4. Анатомически узким тазом считается такой таз, в котором по сравнению с нормальным уменьшены все размеры, или некоторые размеры, или только один из главных размеров таза на 2 см или более.

Функционально, или клинически, узким тазом называют такой таз, который представляет затруднение и препятствие для рождения плода т.е. несоответствие размеров головки плода размерам таза. Функционально узкий таз может быть при анатомическом его сужении, при нормальных размерах таза и крупном плоде и при неправильном вставлении головы (разгибательное, асинклитическое и пр.). У роженицы Н. таз анатомически является нормальным, а клинически — узким (крупный плод, асинклитическое вставление головы).

Незначительно выраженный асинклитизм, наблюдающийся у Н., в большинстве случаев не препятствует, а способствует конфигурации головы и приспособлению ее к прохождению по родовому каналу. Под действием силы схваток и потуг голова, по-видимому, сможет в достаточной степени изменить свою форму и станет продвигаться. По мере опускания в полость малого таза асинклитизм, как правило, ликвидируется.

Лечение надо начать с усиления родовой деятельности, при этом следует усилить наблюдение за состоянием нижнего сегмента матки, мочеиспусканием и сердцебиением плода.
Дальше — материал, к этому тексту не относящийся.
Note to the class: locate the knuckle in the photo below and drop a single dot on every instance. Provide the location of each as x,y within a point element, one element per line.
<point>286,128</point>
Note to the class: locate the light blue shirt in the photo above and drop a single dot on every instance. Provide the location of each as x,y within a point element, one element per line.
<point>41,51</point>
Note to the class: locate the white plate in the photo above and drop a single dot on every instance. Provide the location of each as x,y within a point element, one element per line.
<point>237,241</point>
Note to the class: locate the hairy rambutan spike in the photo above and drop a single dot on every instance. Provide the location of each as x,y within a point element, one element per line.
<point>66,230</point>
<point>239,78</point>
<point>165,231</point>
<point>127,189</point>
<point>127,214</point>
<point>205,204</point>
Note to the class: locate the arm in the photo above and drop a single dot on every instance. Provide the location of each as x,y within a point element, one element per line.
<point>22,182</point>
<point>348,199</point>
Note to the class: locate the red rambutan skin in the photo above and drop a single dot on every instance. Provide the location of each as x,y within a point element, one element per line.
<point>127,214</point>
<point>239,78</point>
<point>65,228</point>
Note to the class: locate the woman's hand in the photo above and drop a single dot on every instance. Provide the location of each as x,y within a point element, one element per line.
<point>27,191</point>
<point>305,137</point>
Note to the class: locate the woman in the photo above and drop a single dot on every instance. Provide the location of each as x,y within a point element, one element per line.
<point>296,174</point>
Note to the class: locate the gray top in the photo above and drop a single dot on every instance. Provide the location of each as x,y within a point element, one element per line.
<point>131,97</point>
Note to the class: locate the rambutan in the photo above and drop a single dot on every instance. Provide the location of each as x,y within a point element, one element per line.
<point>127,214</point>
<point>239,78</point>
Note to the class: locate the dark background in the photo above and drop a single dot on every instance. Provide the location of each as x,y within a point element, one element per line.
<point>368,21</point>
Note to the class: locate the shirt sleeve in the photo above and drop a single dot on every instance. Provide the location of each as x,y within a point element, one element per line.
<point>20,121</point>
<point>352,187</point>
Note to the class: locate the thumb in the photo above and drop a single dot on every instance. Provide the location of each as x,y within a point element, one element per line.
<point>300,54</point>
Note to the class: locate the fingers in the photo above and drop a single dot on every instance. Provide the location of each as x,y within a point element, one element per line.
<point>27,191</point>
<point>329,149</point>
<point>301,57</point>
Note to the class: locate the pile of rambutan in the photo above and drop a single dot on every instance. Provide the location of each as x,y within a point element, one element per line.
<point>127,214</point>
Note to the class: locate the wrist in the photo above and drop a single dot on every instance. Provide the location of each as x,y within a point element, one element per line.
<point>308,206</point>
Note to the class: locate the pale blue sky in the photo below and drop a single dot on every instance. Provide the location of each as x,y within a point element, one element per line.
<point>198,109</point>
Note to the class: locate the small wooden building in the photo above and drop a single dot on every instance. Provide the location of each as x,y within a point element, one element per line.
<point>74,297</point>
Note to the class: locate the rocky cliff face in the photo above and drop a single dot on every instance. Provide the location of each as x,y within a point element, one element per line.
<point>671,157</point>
5. На данном этапе родов есть основания предполагать, что при наличии достаточной родовой деятельности возможно самостоятельное родоразрешение. Это предположение основывается на наличии признаков, указывающих на отсутствие явного клинического несоответствия между размерами головы и входа в малый таз: установление головы большим сегментом во вход в малый таз, сомнительный признак Генкеля — Вастена, размер Цангемейстера на 0,5 см меньше размера наружной конъюгаты. Если в течение 2-3 ч не разовьется хорошая родовая деятельность и не последует продвижение головы, следует ставить вопрос об оперативном родоразрешении: кесарево сечение. От врача и акушерки, ведущих роды с клинически узким тазом, требуются разумное терпение и внимательное наблюдение за роженицей для своевременного распознавания и лечения осложнений, возможных при родах с узким тазом (разрыв матки, образование пузырно-влагалищных свищей, внутриутробная гипоксия плода и т.д).

Ситуационная задача по акушерству 2

Больная 7 лет поступила в клинику с жалобами на кровянистые выделения из половой щели в течение последних 4 дней. Общее состояние удовлетворительное, питание пониженное. Физическое развитие соответствует 10-летнему возрасту. Половая формула — Ma2Ax0PiMei. Co стороны сердца и легких изменений нет. Пульс 82 уд/мин. АД — 90/70 мм рт. ст. Живот выпячен в нижнем отделе, в брюшной полости определяется свободная жидкость. Наружные половые органы развиты правильно. Выделения из влагалища кровянистые, скудные. При ректальном исследовании — матка не увеличена, безболезненная. Справа от матки определяется образование размером 12x10x8 см, бугристое, ограниченно подвижное, малоболезненное. Слева придатки без особенностей.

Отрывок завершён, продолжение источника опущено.